Старая повитуха стояла, не меняя позы, холодно и сурово смотрела в упор:
— Дак потому, батюшко, мнится мне, что допрежь сроку явился… Пожар, надо быть, аукнулся, — добавила, словно приговор объявила. — Экие страхи пережить — не приведи Господь! А ты как думал? — уставилась, не мигая.
Ползунов не ответил и, более ничего не сказав, потрясенный, разбитый и враз опустошенный, обошел старуху — да она его и не задерживала — и, почти не помня себя, шагнул в горницу, где на широкой деревянной кровати лежала Пелагея, укрытая пестрым лоскутным одеялом. Он подошел осторожно, на цыпочках, склонился над нею, заглядывая в лицо, обескровленно-белое, снулое, с темными пятнами под глазами, слабо зажмуренными, ждал, когда она их откроет, но Пелагея лежала пластом, будто неживая, лишь изредка вздрагивая ресницами…
И Ползунова такая жалость охватила, так стиснуло и защемило внутри, что он готов был сейчас на все — только бы ей полегчало, помогло выбраться из этой провальной, черной пустоты… «А ему уже не помочь, — вдруг вспомнил, подумал о ребенке. — Где же он-то?» — захотелось взглянуть на него, коснуться руками, сын ведь, но и на это нужны силы… Он постоял еще минуту, не смея тревожить забывшуюся Пелагею, и так же неслышно, на цыпочках, вышел в прихожую.
Парашка стояла здесь уже начеку, поджидая его, глянула быстро и жалостливо, тихо, вполголоса проговорив:
— Да вы шибко-то не убивайтесь, Иван Иваныч, спит она… — кивнула в сторону горницы. — Куриного взвару попила и уснула.
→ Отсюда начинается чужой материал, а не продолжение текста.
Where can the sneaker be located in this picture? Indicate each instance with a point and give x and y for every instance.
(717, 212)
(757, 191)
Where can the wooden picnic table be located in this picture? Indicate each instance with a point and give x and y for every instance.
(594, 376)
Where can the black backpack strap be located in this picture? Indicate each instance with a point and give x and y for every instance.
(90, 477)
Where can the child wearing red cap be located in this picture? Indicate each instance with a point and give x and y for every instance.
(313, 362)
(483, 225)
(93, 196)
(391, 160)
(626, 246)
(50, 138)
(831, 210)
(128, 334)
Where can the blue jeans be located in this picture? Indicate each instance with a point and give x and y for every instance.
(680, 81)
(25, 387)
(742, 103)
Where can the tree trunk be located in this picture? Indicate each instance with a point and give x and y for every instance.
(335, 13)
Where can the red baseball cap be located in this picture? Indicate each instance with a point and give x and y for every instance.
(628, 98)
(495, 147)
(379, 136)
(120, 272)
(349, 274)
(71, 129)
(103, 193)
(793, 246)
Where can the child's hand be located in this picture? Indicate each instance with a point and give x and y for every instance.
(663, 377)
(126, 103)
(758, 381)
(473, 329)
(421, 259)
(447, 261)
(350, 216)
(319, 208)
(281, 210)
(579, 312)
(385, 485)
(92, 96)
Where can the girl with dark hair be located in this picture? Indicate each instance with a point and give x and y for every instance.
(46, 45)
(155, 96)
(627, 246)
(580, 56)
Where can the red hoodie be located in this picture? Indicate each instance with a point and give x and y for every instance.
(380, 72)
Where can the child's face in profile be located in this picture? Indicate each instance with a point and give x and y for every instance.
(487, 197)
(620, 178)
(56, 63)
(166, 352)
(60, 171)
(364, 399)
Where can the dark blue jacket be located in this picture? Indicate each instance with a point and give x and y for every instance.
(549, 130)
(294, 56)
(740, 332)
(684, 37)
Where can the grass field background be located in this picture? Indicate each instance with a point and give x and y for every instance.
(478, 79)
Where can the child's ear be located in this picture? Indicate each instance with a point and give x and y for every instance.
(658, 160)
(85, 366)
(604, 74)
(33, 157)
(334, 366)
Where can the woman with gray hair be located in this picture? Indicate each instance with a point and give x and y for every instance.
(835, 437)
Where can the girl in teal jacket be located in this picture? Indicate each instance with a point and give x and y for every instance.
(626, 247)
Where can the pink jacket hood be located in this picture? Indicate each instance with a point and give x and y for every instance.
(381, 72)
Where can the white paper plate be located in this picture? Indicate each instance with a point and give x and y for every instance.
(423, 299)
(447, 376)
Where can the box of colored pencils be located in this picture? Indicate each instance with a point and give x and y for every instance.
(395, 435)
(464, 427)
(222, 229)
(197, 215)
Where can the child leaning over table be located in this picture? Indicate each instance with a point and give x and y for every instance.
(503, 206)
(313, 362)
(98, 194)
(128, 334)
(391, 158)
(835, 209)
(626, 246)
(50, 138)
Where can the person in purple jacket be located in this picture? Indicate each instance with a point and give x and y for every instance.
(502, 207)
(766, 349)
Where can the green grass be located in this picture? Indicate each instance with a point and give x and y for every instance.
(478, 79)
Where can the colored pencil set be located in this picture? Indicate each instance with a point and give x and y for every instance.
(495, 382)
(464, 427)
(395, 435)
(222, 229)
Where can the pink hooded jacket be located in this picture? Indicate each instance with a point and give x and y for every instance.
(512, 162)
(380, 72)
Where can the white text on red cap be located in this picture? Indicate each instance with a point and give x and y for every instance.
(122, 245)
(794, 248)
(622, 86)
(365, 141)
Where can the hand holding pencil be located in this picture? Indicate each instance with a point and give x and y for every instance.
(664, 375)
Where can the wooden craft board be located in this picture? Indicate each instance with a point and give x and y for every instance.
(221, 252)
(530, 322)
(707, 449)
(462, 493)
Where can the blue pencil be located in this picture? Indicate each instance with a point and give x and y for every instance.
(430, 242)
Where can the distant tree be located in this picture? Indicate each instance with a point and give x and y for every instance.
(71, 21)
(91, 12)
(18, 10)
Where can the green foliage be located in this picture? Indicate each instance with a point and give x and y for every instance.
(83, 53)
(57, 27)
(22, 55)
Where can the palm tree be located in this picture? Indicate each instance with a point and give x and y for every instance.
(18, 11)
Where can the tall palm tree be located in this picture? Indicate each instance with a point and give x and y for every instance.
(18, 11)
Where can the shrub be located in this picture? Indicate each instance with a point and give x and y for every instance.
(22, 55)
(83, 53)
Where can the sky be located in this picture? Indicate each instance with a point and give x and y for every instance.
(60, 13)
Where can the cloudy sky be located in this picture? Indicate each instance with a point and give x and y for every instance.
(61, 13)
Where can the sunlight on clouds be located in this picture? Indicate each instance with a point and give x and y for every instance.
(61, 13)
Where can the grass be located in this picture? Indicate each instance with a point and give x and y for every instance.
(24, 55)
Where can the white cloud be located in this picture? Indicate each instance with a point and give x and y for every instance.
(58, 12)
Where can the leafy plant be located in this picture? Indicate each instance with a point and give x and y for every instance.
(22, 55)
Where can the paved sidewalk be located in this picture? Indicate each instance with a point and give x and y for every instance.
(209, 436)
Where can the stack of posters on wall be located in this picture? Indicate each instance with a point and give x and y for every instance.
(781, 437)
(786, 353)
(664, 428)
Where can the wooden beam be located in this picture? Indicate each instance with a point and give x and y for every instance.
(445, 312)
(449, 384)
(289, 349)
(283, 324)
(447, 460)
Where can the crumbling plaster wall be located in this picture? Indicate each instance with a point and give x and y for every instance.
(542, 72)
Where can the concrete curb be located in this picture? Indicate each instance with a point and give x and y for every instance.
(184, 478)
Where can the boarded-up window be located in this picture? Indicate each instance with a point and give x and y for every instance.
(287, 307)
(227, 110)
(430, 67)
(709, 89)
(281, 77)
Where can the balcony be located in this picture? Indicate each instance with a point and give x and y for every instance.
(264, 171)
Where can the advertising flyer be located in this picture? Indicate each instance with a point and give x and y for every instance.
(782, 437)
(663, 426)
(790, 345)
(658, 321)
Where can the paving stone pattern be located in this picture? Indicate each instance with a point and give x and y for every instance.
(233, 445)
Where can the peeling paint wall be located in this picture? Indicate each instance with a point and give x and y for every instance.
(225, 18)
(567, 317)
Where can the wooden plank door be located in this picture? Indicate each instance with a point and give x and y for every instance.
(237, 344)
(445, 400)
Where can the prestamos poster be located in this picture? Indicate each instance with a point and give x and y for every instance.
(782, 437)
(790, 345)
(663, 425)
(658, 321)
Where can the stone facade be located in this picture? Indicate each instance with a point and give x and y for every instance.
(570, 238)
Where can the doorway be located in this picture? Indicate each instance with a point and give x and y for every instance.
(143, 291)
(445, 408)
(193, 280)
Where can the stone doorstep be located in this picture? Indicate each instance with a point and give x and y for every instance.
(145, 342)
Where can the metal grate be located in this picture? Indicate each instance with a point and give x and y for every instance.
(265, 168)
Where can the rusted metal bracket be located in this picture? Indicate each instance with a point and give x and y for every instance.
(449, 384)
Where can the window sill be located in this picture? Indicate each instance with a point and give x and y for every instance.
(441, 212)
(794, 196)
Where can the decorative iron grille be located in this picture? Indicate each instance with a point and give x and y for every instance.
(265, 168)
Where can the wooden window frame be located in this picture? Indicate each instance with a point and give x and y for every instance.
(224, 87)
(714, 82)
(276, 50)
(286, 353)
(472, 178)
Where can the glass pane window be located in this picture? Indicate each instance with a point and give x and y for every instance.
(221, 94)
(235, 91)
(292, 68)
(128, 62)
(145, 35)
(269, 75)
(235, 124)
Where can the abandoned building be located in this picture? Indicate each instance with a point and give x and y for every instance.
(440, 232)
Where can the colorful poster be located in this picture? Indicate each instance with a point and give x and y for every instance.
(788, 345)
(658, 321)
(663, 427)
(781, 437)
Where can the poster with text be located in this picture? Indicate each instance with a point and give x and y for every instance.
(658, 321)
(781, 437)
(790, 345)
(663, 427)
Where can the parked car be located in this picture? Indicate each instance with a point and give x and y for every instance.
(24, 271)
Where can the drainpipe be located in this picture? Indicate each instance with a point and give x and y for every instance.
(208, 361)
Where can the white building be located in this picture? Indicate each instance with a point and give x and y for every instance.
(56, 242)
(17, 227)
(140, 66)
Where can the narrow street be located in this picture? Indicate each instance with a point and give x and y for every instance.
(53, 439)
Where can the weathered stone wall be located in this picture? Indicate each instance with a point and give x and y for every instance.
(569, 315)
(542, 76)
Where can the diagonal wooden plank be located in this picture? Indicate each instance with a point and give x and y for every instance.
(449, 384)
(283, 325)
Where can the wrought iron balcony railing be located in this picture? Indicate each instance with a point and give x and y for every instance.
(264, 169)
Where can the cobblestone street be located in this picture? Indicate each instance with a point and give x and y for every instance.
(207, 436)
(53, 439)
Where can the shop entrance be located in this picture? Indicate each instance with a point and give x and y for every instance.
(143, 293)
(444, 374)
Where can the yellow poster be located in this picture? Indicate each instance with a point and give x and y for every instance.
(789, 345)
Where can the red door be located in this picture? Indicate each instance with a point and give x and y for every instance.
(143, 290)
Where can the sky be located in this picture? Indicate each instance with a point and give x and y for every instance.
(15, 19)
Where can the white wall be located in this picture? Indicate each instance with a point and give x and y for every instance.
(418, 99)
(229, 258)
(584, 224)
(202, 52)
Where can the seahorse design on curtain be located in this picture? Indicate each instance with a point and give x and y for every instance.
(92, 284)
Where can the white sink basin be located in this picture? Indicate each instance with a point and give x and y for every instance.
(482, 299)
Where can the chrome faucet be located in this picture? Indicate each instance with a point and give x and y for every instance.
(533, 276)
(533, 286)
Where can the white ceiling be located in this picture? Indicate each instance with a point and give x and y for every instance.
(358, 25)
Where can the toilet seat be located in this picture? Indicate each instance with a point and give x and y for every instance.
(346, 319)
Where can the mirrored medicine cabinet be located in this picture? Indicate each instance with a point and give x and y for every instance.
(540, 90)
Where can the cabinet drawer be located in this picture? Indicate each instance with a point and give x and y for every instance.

И вы ложитесь, — добавила еще тише, с какой-то пронзительной, материнской ноткою в голосе. — Поди, за день-то намытарились?
Ползунов посмотрел на нее внимательно:
— Да, да, в дороге мытарств хватает. А где он? — понизил голос до шепота. И Парашка шепотом же переспросила:
— Кто?
— Дитенок… мальчик.
— Там, — рукой она указала на дверь, — в чулане.
— Как… в чулане? — удивился он страшно. — Там же холод… и темнота. Почему не в избе?
— Бабка Дарья говорит — нельзя. Потому как мертвенький родился.
Ползунов ошарашенно помолчал, что-то обдумывая, вскинул глаза на Парашку:
— Ты вот что: ночью будь ближе к Пелагее Ивановне. Может, ей что понадобится…
Сам же в горницу спать не пошел. Долго сидел на низеньком голбце, подле печи, на которой похрапывал здешний хозяин, старый бобыль, а на широких полатях, под самым потолком, спали без задних ног, бормоча там что-то во сне Яшутка и Ермолай. Потом и он, протяжно зевнув — и впрямь намытарился за день! — влез туда же, устроившись рядом, и вскользь, мимоходом подумал: «Нынче-то погорельцам не до чинов».
Но спал вполглаза, урывками, то и дело подхватываясь.